Info Penting
Jumat, 26 Jul 2024
  • Kesehatan dan kesejahteraan masyarakat, sistem pangan dan energi, produktivitas ekonomi dan integritas lingkungan semuanya bergantung pada siklus air yang berfungsi dengan baik dan dikelola secara adil. Kita harus bertindak berdasarkan kesadaran bahwa air bukan hanya merupakan sumber daya yang dapat digunakan dan diperebutkan – namun merupakan hak asasi manusia, yang melekat pada setiap aspek kehidupan. ---Hari Air Sedunia tahun 2024 adalah 'Air untuk Perdamaian'.---
  • Kesehatan dan kesejahteraan masyarakat, sistem pangan dan energi, produktivitas ekonomi dan integritas lingkungan semuanya bergantung pada siklus air yang berfungsi dengan baik dan dikelola secara adil. Kita harus bertindak berdasarkan kesadaran bahwa air bukan hanya merupakan sumber daya yang dapat digunakan dan diperebutkan – namun merupakan hak asasi manusia, yang melekat pada setiap aspek kehidupan. ---Hari Air Sedunia tahun 2024 adalah 'Air untuk Perdamaian'.---
5 Desember 2023

KPA Mendesak Pemerintah Setop Pembahasan RanPerpres Percepatan RA Inkonstitusional

Sel, 5 Desember 2023 Dibaca 84x Uncategorized

JakartaMI – Saat ini, Pemerintah menyusun Rancangan Peraturan Presiden tentang Percepatan Pelaksanaan Reforma Agraria (RanPerpres RA). Rancangan Perpres dimaksudkan untuk menggantikan Peraturan Presiden No. 86 Tahun 2018 tentang Reforma Agraria (Perpres RA) dan Peraturan Presiden No. 88 Tahun 2017 tentang Penyelesaian Penguasaan Tanah dalam Kawasan Hutan (Perpres 88), pada 31 Oktober 2022 lalu.

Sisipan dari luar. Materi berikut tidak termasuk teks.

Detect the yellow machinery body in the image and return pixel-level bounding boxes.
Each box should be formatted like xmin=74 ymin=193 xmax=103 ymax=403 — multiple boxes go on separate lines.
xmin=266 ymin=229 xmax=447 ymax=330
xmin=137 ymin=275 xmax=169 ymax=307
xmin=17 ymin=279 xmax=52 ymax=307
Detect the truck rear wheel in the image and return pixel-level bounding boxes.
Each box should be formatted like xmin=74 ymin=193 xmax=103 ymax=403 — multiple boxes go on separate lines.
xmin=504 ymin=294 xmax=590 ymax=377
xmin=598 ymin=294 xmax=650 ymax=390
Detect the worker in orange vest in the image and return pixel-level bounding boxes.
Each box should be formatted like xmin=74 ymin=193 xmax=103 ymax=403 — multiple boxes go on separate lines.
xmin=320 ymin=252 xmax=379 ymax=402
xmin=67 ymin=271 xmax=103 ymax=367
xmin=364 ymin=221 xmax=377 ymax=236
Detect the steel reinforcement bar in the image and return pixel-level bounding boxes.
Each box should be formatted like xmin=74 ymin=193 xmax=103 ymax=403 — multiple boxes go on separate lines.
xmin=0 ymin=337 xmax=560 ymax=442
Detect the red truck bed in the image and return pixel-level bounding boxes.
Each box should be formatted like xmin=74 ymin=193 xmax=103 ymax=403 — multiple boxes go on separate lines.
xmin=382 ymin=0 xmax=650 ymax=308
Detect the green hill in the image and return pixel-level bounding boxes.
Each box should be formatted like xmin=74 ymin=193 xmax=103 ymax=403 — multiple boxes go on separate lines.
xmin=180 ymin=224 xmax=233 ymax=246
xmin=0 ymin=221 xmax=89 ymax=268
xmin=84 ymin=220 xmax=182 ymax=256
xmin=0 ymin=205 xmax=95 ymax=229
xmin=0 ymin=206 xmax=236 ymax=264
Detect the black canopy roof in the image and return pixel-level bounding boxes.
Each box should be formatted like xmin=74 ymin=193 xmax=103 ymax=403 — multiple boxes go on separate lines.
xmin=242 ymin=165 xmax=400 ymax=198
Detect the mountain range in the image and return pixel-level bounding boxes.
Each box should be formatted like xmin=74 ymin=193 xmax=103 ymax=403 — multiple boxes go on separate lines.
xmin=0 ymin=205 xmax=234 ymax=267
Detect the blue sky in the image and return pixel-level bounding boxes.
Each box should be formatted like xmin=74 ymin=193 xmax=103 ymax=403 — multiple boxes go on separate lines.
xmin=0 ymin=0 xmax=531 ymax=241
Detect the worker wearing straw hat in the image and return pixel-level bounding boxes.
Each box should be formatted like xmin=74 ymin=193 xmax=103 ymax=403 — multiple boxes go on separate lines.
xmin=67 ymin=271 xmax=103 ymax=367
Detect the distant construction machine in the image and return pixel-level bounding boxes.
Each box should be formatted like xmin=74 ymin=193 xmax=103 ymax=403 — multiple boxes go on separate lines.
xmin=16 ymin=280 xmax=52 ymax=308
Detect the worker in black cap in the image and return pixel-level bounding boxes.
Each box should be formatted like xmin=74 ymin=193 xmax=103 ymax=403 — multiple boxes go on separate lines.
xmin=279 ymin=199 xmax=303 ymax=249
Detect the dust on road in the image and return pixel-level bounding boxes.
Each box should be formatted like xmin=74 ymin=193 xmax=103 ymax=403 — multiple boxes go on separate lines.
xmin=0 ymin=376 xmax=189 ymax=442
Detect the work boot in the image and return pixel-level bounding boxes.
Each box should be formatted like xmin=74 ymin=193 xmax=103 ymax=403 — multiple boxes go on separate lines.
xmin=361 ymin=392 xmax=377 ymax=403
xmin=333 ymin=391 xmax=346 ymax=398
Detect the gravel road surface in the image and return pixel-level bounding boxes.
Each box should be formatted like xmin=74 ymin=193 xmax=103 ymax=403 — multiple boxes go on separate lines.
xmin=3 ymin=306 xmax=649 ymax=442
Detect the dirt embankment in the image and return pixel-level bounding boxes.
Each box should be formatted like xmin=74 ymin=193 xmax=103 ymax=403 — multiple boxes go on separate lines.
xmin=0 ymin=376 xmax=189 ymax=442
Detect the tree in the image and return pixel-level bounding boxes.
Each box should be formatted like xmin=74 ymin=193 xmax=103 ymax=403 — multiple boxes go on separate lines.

Beredar informasi Diskusi Publik membahas RanPerpres RA yang dilaksanakan oleh Kemenko Perekonomian tanggal 1-2 November 2022.

Informasi kegiatan tersebut menyebar berselang beredarnya naskah elektronik RanPerpres RA. Dari penelusuran Konsorsium Pembaruan Agraria (KPA), draft tersebut baru saja diupload Kemenko di laman resminya pada 26 Oktober 2022. Ironisnya, tidak ada pengundangan yang disampaikan oleh pihak Kemenko kepada KPA meski nama KPA dicantumkan dalam daftar kepesertaan.

Menurut, Sekretaris Jenderal Konsorsium Pembaruan Agraria, Dewi Kartika, hal ini sudah kesekian kali Kantor Staf Presiden dan Kemenko Perekonomian mengabaikan tuntutan proses perumusan kebijakan RA yang memadai (adequate), transparan, dan berhati-hati/seksama (prudent) sesuai dasar-dasar awal urgensi perubahan.

“Sebagai organisasi Gerakan Reforma Agraria di Indonesia yang konsisten mendorong lahirnya kebijakan RA, pelurusan tafsir dan praktik RA sekaligus percepatan pelaksanaannya di lapangan, maka KPA kembali mengingatkan Presiden beserta jajaran kabinetnya untuk kembali pada Konsistusi dan Undang-Undang Pokok Agraria 1960 (UUPA),” tegas Dewi dalam keterangannya, Jum’at (4/11).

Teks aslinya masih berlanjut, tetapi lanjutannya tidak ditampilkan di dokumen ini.